Most of modern lossless compression is instead based on the LZ77-LZSS-... linage, which has a massive number of different improvements and variations.

jimis · on Jan 18, 2021

  I had implemented it once in 2 lines of Python. some 25 years ago. If I can shake the rust maybe I'll be able to rederive it.

Please do! I would love to see a concise and readable implementation in Python.

ip26 · on Jan 18, 2021

Many good inventions are like that.

saltedonion · on Jan 18, 2021

Nearly all break through inventions seem obvious in hindsight. I guess putting the pieces together and connecting the dots looking forward is what’s incredibly hard. The search space can still be immense.

yters · on Jan 18, 2021

The LZ algorithms are like magic. LZ78 factorization can be written in 5 line of python, and then can be used in a mysteriously effective distance metric. The power of math and "useless" Kolmogorov complexity!

madmadjo · on Jan 17, 2021

Congratulations!

Back when I attended faculty, I had a project assigned to me titled "Lempel-Ziv compression of binary strings" or something like that. It was one of the most fun projects I worked on.

enthdegree · on Jan 18, 2021

aside from the obvious one of him being the z in .lzma, Wyner-Ziv compression is really important in a tiny subfield of information theory

jl6 · on Jan 17, 2021

In an alternate universe, the etymology of “ZIP” would be derived from Ziv, plus a P for Phil Katz.

phkahler · on Jan 17, 2021

Phil Katz - not sure what to say. I use him as an example of how good things dont always make ones life better.

turingbook · on Jan 18, 2021

Why does this medal go to only one pioneer, not including Abraham Lempel?

RcouF1uZ4gsC · on Jan 17, 2021

Although the family of algorithms is called LempeLl-Ziv, Ziv was the primary author, so it should really be called ziv-Lempel

GuB-42 · on Jan 18, 2021

I understand there is a tradition in papers to put the primary author first but in the end, it is the letter Z almost became synonymous with compression.

.Z, .zip, .7z, .gz, .xz, .bz2. Of course, many use LZ77 or LZMA, LZ stands for Lempel–Ziv, but only the Z remained in the format.

user-the-name · on Jan 18, 2021

To be pendantic: Nobody today uses LZ77. LZ77 is quite primitive and not very efficient.
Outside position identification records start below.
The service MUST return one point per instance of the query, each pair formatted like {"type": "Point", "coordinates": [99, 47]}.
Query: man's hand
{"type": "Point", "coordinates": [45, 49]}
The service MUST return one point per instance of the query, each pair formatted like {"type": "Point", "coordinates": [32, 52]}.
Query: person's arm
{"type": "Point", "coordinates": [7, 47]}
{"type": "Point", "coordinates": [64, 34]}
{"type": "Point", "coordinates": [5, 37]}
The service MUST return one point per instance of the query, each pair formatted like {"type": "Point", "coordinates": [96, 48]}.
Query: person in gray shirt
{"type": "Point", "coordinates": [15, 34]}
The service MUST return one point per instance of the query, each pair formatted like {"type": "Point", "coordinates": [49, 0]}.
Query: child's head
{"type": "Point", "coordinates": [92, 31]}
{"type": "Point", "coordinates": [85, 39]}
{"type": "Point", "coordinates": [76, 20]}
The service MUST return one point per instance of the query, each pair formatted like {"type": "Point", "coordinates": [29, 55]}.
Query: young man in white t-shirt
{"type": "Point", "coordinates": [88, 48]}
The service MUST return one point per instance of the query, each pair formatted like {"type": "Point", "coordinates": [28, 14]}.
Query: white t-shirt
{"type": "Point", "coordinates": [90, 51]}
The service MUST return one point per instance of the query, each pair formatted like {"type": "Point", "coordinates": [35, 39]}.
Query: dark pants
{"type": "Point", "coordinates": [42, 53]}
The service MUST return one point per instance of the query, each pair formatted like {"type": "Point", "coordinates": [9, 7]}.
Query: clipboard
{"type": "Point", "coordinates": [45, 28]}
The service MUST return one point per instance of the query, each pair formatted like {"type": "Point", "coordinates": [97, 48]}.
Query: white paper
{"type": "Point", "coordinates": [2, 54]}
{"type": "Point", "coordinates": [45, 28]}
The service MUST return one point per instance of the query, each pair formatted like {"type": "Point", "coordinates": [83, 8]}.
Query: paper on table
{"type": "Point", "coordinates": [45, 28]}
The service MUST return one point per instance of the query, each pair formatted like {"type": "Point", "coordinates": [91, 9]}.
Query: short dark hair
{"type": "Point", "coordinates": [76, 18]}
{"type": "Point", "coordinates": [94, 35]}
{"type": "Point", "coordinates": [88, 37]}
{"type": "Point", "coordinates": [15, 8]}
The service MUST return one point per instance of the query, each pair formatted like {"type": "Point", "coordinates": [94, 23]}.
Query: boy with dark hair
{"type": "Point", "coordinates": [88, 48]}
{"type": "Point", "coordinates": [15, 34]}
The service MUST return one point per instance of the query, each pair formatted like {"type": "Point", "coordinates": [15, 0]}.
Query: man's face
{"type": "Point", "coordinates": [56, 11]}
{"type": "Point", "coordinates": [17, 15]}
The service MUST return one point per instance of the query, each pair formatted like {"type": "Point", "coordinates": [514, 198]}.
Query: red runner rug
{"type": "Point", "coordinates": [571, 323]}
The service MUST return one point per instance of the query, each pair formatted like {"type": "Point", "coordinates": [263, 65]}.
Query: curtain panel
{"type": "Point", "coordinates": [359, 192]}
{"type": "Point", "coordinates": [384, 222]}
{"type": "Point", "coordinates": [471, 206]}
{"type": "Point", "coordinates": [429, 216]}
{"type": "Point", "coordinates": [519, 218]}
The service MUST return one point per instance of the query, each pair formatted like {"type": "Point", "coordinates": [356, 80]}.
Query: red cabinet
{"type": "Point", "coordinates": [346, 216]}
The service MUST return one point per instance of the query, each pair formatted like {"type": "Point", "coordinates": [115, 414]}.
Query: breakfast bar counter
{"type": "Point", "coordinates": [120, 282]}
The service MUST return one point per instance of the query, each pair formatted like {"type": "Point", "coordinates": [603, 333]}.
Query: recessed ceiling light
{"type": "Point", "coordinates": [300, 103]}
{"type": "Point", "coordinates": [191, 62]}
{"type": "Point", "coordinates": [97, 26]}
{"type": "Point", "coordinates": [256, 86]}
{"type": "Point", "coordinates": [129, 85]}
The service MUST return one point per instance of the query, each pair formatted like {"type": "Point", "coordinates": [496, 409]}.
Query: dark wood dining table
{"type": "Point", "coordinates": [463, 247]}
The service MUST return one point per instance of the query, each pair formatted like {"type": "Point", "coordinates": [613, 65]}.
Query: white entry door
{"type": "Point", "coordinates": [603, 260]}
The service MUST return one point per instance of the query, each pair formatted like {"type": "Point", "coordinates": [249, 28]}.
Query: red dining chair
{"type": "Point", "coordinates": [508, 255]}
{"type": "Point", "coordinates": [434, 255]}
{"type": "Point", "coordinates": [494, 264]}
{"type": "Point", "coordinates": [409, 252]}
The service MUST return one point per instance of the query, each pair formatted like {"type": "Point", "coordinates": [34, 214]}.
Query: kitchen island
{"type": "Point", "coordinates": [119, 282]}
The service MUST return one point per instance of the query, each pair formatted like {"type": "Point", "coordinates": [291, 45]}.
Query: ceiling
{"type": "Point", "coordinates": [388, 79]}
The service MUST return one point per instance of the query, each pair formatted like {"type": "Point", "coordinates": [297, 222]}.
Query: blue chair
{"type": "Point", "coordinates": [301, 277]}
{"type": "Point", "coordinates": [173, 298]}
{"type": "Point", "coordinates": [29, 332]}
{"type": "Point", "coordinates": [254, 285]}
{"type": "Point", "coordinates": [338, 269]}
However, nearly everyone today uses an algorithm that is descended from LZ77, so "LZ77" is just a sort of shorthand for "any algorithm descended from LZ77". LZMA and Zip's deflate are both examples of LZ77 descendants.

(To be even more pedantic, all modern algorithms are descendants of LZSS, which was one of the first improvements on LZ77.)

Out of the ones you listed, only .Z and .bz2 are not LZ77-LZSS descendants.

.Z is an implementation of LZW, which is a descendant of LZ78, which is a significantly different (but still related) algorithm to LZ77. It never really caught on beyond a few implementations of LZW, though.

.bz2 is the only one completely unrelated to Ziv's work. It uses the Burrows-Wheeler transform, instead.

zmodem · on Jan 18, 2021

I've been trying to figure out where the first z comes from. At least I tend to think "z" is for compression because of ZIP, but it predates that.

.Z was used for compress(1), probably because pack(1) used .z, but where did that come from?

My best theory is that it's from Steve Zucker who wrote pack(1) at RAND. There were other versions of pack(1) too, but if his was the first, it seems possible that he choose the z extension for Zucker.

Does anyone have more info or other theories?

kevin_b_er · on Jan 18, 2021

I don't believe bzip2 is based on lz at all.

pfdietz · on Jan 18, 2021

It uses arithmetic coding, I believe.

EDIT: wikipedia says it did but changed to use Huffman encoding due to patents? But those patents have expired.

user-the-name · on Jan 18, 2021

It uses the Burrows-Wheeler transform and Huffman coding. It is one of the few lossless compressions algorithms that do not actually build on the work of Ziv.

glandium · on Jan 18, 2021

You can also add zstandard to the list.

infocollector · on Jan 17, 2021

Well deserved. Just in case you were not aware of the variants of LZ[iv] for dictionary based (or sliding window based) lossless compression -> https://tinyurl.com/y3h76c4j

codetrotter · on Jan 18, 2021

Your URL but without the tinyurl redirect: https://ethw.org/w/images/thumb/6/6d/Compression_hierarchy.p...

kleiba · on Jan 18, 2021

Wouldn't it be cool if his name was actually Jacob Zip?